The 39-year-old became one of the stars of London 2012 following double gold on Valegro, trained by her Olympic teammate and mentor Carl Hester, who is competing at his seventh Games in France.
Dujardin retained her individual title on the same horse in Rio four years later and won team silver, adding two bronze medals in Tokyo in 2021, this time on Gio.
That took her to six Olympic medals -- level with British cycling great Laura Kenny, an achievement she described to AFP as a "wow moment".
But Dujardin will not get the chance to overtake Kenny in Paris after pulling out of the Olympics, citing an "error of judgement during a coaching session" in a video from four years ago.
It was not immediately clear what the film showed.
Dujardin, whose mother competed in showjumping, caught the riding bug early, first clambering onto a horse aged two.

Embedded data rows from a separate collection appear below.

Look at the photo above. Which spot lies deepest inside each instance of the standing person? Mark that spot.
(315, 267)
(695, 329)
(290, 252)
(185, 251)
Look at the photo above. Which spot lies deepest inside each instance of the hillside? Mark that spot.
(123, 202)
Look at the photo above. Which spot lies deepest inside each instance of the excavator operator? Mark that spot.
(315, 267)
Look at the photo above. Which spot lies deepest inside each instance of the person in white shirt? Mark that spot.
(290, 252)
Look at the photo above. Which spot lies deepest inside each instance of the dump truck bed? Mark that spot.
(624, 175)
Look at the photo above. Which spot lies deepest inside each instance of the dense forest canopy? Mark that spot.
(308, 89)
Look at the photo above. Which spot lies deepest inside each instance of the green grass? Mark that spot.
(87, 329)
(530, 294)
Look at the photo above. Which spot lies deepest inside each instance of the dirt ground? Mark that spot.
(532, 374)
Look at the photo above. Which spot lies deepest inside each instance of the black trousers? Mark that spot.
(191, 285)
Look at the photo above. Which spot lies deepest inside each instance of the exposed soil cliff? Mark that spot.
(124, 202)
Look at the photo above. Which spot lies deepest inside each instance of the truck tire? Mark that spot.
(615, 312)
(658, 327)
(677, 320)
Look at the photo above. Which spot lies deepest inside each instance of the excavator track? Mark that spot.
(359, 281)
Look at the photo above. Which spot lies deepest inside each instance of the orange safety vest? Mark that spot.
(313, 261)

She later bought her first horse thanks to an inheritance from her grandmother but it was Hester who persuaded her to take up dressage.

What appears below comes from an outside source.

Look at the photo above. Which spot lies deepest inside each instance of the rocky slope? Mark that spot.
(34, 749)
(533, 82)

Their bond was formed when Dujardin showed up at his picturesque stables in Gloucestershire, southwest England, in 2007.
After just 10 days Hester offered her a groom's job but such was her progress that he joked to AFP: "I have gone from being the boss to working for Charlotte."
- 'Mental health struggles -
The pair were good for each other -- Dujardin is self-avowedly "ambitious and single-minded" while Hester told her to "calm down and not be so hard on herself".

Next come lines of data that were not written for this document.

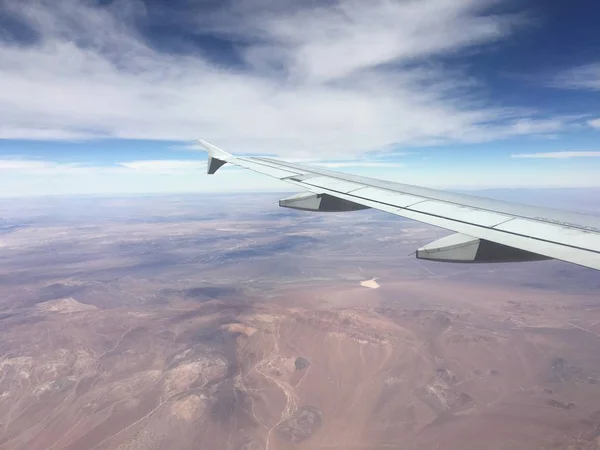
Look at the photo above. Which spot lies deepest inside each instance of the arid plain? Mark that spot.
(227, 323)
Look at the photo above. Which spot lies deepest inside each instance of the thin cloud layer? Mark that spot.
(336, 81)
(558, 155)
(582, 77)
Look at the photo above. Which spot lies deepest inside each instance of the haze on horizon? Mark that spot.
(105, 97)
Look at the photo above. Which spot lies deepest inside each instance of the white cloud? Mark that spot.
(39, 167)
(595, 123)
(582, 77)
(164, 166)
(320, 83)
(558, 155)
(342, 164)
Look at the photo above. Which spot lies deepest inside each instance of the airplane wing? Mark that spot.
(486, 230)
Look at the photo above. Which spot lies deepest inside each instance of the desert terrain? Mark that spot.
(227, 323)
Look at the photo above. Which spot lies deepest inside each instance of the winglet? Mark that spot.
(216, 157)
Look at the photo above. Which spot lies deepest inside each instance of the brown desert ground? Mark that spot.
(229, 324)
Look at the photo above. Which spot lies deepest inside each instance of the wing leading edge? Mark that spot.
(486, 230)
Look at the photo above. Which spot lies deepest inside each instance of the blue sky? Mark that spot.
(106, 97)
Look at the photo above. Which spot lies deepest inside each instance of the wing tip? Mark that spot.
(214, 151)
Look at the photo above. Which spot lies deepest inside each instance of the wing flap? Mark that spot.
(569, 237)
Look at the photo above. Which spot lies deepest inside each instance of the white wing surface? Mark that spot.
(486, 230)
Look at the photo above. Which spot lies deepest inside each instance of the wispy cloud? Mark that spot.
(336, 80)
(582, 77)
(559, 155)
(40, 167)
(164, 166)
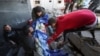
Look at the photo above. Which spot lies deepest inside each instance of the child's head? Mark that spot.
(38, 11)
(27, 29)
(7, 27)
(52, 22)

Dujardin's success in London propelled her into a limelight rarely enjoyed by dressage riders and gave the sport a profile it had yearned for for years.
"I have had emails asking about how to get started," she said. "I have even had people say I am their hero and cry when they meet me.
"So absolutely it did a lot for the sport.
"After London 2012 they always asked 'Are you the girl on the dancing horse?' And men approaching me in pubs ask me 'Do you make the horse do that or does the horse do it?'.
"Men who aren't even horsey watched it and got inspired by it."
However, the highs also came with lows as she revealed in her 2018 autobiography "The Girl on the Dancing Horse", in which she outlined her struggles with mental health issues.
"Depression was not something I'd ever really understood," she wrote, saying she wanted to "hurt herself because she felt such pain".
She said she punished herself by not eating, losing nearly two stones (nearly 13 kilograms) in weight.
After American superstar gymnast Simone Biles's public struggles at the Tokyo Games, Dujardin opened up to AFP about her own issues with mental health.
"It is hard being successful," said the dressage star, who also fractured her skull in 2009.
"It is a hard place to be with the pressure and the expectation. Those are quite hard things to have on your shoulders all the time."
Dujardin has faced further challenges, including the end of a 13-year relationship with her fiance Dean Golding in 2019.
"I have to say having the right people around you supporting you gets you through," she said.
"You just have to make sure you never get to the point of no turning back.
"I am talking about ending your career, not anything else, and that you feel you cannot do it any more. But with the right people it can help to prevent that."
She will lean on those same people as she seeks to bounce back from another low point in her career.